ーヒロイン(ラウラレンティ・ゲッテンハイム)ー
 クローン計画の責任者。そのためクローン兵士がマトモな運用をされていない事も全部知っていたりする。軍人としての責務(主人公をクローンのオリジナルとして具申した事とか)を優先し、死者に鞭打つような真似をしてしまう結果となってしまい酷く心を痛めている。だから主人公の前でヘラる頻度も多くなった。
 因みに強化外骨格は全身タイツ的なぴっちりスタイル。その上にナチスのSS的な軍服を着ている。これエロくない? 

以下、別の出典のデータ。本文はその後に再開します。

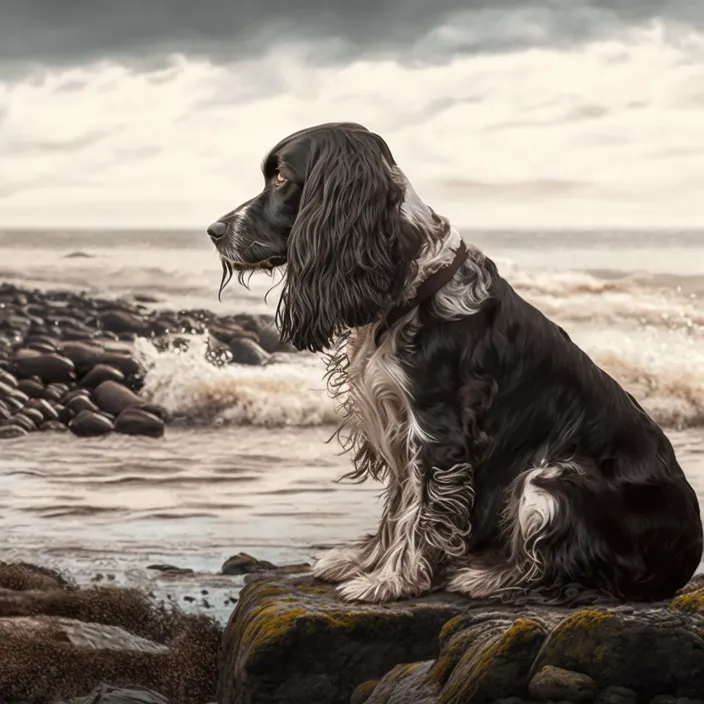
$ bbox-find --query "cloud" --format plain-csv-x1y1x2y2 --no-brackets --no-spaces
0,0,704,72
0,8,704,228
0,129,111,157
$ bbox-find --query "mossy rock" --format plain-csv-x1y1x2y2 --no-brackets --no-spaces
350,680,379,704
434,618,547,704
364,661,439,704
0,564,221,704
532,608,704,699
218,575,469,704
670,588,704,616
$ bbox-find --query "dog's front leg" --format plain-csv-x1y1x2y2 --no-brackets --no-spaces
339,464,474,603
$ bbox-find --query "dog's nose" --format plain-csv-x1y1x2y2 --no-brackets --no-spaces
208,220,227,242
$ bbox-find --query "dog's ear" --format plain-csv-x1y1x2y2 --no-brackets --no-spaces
277,130,406,352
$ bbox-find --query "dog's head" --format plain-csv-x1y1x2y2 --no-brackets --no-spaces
208,123,417,351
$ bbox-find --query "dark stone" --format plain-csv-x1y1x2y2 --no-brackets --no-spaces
534,608,704,699
70,684,169,704
17,379,44,398
147,565,193,574
220,552,277,575
68,411,114,438
0,563,221,704
0,369,18,388
39,420,68,433
25,398,59,420
596,687,638,704
61,341,104,374
228,337,269,366
66,394,100,413
81,364,125,389
15,350,76,384
99,310,149,335
22,406,44,427
115,408,164,438
528,665,597,704
217,578,467,704
5,413,37,433
42,384,68,402
0,425,27,440
93,381,142,416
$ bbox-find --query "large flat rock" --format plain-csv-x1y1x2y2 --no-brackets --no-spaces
218,576,704,704
0,562,221,704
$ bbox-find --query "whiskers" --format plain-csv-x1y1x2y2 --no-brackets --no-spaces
218,259,235,303
218,257,284,303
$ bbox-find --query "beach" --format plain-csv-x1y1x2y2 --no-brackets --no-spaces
0,228,704,618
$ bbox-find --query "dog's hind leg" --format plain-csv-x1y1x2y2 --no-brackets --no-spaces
447,464,581,599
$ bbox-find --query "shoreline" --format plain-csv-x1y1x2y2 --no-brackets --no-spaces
0,554,704,704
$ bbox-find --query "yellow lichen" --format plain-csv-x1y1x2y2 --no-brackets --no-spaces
428,628,474,687
670,589,704,614
438,614,464,644
350,680,379,704
242,606,306,650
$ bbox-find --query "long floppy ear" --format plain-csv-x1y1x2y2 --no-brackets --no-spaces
277,130,406,352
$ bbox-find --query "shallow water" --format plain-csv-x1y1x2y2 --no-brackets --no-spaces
0,232,704,620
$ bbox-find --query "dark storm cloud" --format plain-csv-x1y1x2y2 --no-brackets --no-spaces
0,0,704,73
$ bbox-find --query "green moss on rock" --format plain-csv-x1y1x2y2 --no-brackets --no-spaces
533,609,704,698
218,575,467,704
670,589,704,616
438,618,546,704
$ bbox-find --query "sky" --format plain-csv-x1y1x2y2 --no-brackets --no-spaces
0,0,704,229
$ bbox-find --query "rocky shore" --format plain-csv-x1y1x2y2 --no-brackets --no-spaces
0,553,704,704
217,577,704,704
0,284,291,439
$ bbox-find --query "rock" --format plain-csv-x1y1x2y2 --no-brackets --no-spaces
15,350,76,384
93,381,142,416
99,310,149,335
61,341,104,374
218,576,704,704
6,413,37,433
147,565,193,574
17,379,44,398
528,665,597,704
220,552,276,575
0,562,70,591
217,577,467,704
534,608,704,699
0,369,18,388
68,411,114,438
0,563,221,704
0,425,28,440
66,394,100,414
228,337,269,366
81,364,125,389
115,408,164,438
25,398,59,420
596,687,638,704
70,685,169,704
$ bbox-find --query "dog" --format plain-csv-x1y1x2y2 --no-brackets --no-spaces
207,123,702,603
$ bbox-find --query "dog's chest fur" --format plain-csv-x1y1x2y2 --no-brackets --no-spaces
347,326,424,479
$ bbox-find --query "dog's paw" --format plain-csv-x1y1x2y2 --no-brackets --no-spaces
337,572,429,604
313,546,362,583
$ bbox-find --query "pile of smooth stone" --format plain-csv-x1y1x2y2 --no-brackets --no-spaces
0,284,291,439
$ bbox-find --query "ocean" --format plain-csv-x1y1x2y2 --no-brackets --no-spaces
0,228,704,608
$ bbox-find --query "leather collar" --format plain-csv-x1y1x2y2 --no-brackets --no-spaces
375,240,469,342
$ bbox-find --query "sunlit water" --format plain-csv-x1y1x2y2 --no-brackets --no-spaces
0,232,704,620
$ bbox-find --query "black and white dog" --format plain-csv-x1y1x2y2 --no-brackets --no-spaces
208,123,702,602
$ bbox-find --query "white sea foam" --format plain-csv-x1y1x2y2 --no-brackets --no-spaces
136,337,337,427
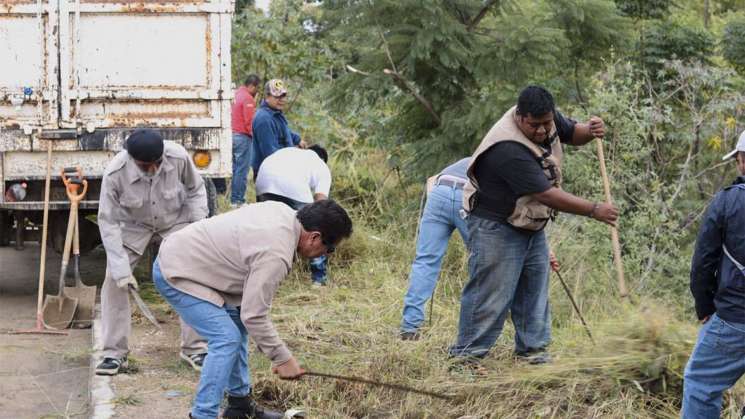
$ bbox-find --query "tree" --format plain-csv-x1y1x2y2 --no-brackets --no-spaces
319,0,625,173
721,17,745,74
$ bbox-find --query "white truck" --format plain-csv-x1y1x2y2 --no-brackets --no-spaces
0,0,234,250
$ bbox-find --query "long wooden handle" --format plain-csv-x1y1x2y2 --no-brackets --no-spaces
35,141,52,330
595,138,629,298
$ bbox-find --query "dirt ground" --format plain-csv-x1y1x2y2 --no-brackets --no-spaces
106,306,199,419
0,242,106,419
0,295,91,419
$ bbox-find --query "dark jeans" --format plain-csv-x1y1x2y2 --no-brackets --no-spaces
681,314,745,419
450,215,551,358
230,132,253,204
256,193,328,284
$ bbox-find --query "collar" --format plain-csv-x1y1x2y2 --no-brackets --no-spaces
261,99,282,114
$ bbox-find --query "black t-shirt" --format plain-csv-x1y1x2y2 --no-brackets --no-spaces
471,112,576,222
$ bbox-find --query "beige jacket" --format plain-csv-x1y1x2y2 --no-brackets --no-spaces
463,106,563,231
158,201,301,365
98,141,208,280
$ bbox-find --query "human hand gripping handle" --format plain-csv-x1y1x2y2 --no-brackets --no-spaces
272,357,305,380
548,250,561,272
587,116,605,138
589,202,619,227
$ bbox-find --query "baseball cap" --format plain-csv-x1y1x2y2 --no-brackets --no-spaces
722,131,745,160
127,128,165,163
264,79,287,96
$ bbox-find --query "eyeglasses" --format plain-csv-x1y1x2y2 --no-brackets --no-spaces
321,237,336,255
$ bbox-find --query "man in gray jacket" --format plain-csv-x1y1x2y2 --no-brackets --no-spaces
153,200,352,419
96,129,207,375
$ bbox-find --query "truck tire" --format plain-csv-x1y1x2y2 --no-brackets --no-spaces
0,210,13,247
202,176,217,218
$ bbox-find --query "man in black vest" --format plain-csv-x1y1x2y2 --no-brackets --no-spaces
450,86,618,363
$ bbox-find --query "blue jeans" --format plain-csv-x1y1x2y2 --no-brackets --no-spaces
256,193,329,285
681,314,745,419
450,215,551,358
230,132,253,204
153,258,251,419
401,185,468,332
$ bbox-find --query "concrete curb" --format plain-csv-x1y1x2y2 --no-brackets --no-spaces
88,304,114,419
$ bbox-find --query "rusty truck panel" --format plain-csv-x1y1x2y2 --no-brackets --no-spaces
0,0,234,246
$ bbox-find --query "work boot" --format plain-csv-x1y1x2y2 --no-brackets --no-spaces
222,393,284,419
515,349,552,365
399,330,422,340
96,356,128,375
179,352,207,371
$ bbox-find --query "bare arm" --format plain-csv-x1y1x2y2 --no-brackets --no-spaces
533,188,618,226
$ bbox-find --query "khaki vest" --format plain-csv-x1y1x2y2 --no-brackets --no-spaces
463,106,562,231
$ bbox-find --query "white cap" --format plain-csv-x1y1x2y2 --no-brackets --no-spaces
722,131,745,160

 なお今回の件でついによわよわメンタルがぶっ壊れた模様。自らの油断がクローンとはいえ最愛の人の死を招いた訳だし、仕方ないね。でも一番効いたのは、主人公が死に際に放った愛の囁きな模様。また皮肉なことに、この件をきっかけに中佐に昇進する。

ー死体となったフタジくんー
 再利用技術と書いてネクロマンスと読む厨二技術で復活した死人。なお意識はない。ただ戦闘能力に優れているだけで、主人公の持ち味の一つだった指揮能力は失われている。具体的な戦闘能力は『上の中』あたり。過剰な出力を持つ強化外骨格も装備されてすっごい強いけど、それでも少佐と比べるとやや劣る。因みに主人公と少佐が戦うと、主人公が遅延行為に努めるため1時間以上の長丁場になる。

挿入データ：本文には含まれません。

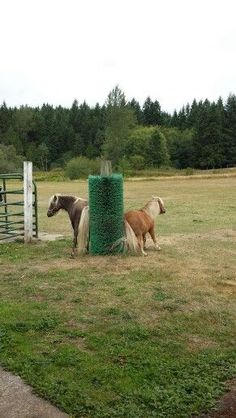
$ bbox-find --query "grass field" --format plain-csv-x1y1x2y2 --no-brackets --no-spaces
0,176,236,418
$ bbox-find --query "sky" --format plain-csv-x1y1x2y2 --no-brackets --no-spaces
0,0,236,113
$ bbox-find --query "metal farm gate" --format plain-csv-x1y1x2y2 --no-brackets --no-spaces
0,173,38,241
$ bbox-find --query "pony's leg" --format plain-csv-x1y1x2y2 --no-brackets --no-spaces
71,222,79,257
137,235,147,255
149,226,161,251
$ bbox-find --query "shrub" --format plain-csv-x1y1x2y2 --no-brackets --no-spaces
65,157,100,180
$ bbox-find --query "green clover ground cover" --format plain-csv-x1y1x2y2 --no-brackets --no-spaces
0,237,235,418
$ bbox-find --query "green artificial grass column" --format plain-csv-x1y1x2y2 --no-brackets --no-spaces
89,174,124,254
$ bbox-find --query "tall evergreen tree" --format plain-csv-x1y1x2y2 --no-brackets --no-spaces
103,86,136,167
143,97,162,126
223,94,236,167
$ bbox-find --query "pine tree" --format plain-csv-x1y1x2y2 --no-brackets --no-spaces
223,94,236,167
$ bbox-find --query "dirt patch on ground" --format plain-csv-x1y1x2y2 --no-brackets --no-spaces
0,368,69,418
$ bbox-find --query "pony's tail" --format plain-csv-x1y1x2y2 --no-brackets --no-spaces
78,206,89,254
124,219,139,253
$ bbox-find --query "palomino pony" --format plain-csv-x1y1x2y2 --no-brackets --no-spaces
78,197,166,255
125,196,166,255
47,193,88,257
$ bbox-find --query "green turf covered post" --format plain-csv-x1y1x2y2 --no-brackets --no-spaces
89,165,124,255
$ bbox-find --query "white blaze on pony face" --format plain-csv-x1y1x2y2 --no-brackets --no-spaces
47,193,60,218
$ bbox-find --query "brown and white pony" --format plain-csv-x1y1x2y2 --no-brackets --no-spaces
78,197,166,255
125,196,166,255
47,193,88,257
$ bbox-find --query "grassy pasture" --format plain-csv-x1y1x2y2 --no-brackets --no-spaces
0,176,236,418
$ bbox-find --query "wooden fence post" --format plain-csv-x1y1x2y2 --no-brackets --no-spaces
24,161,33,243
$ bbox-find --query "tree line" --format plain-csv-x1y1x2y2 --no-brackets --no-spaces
0,86,236,172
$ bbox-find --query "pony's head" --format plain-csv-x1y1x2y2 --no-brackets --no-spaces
151,196,166,215
47,194,61,217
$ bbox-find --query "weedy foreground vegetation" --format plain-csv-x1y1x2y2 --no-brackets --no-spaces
0,177,236,418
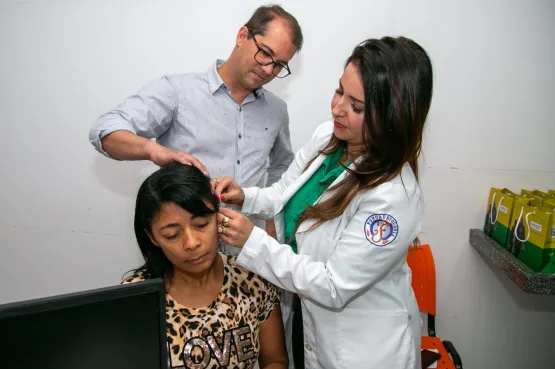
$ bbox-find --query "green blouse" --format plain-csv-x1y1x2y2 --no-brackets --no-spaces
283,148,350,253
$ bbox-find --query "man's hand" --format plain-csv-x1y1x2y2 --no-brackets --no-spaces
147,141,208,176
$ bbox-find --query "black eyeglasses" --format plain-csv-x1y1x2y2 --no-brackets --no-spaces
249,30,291,78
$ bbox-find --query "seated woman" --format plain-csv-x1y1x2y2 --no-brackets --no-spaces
122,163,288,369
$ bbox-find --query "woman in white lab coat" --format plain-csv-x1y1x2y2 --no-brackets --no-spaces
212,37,433,369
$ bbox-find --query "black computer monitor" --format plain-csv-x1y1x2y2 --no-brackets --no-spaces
0,279,168,369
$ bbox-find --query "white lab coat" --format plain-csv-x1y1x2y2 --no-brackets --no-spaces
237,122,421,369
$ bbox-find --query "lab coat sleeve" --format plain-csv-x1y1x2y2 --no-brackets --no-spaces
241,122,333,219
237,183,421,308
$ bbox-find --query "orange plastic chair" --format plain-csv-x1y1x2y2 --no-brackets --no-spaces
407,245,462,369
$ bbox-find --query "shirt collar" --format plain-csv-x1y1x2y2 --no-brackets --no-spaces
208,59,264,99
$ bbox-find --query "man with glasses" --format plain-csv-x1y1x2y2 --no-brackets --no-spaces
89,5,303,246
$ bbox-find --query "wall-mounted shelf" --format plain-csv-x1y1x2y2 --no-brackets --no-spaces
469,229,555,295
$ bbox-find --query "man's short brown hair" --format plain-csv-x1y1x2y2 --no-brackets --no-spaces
245,5,303,51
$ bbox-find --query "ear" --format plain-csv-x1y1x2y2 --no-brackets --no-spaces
144,229,160,247
235,26,249,46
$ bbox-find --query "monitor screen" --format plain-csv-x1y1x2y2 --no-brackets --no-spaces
0,279,168,369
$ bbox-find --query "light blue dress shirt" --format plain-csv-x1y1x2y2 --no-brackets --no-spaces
89,60,293,187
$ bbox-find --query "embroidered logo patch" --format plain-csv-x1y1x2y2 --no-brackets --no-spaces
364,214,399,247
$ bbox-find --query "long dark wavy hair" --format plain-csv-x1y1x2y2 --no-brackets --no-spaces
135,163,219,281
293,37,433,234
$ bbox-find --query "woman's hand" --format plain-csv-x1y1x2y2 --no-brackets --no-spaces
218,208,254,247
211,177,245,207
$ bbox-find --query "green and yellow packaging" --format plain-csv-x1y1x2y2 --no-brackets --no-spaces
520,189,550,203
507,198,553,272
542,199,555,273
484,187,518,247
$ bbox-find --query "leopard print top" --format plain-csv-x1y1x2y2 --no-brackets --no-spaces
122,254,279,369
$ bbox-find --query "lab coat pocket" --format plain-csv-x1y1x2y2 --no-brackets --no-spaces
336,308,415,369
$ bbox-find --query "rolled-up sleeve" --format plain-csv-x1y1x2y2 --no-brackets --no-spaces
89,77,178,157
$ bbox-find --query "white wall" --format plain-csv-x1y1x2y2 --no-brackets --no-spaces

 子会社が反逆した背景として、再利用技術(ネクロマンス)がクローン技術に採用試験で敗退したというのがある。自らの技術に絶対的な自信を持っていた子会社はもう怒り心頭、短絡的に宣戦布告をした。なおその2日後に鎮圧された模様。

ー追伸ー
 感想をもっといっぱい書いていただけたら、もっとやる気が出るなぁ(チラチラ
 あ、それとちょくちょく感想欄や評価コメントに天才ニキが現れるので採用したいと思います。というか今回の話は正に採用した感じです。そういう訳でアンケートを設けますのでぽちっと押してくださいね!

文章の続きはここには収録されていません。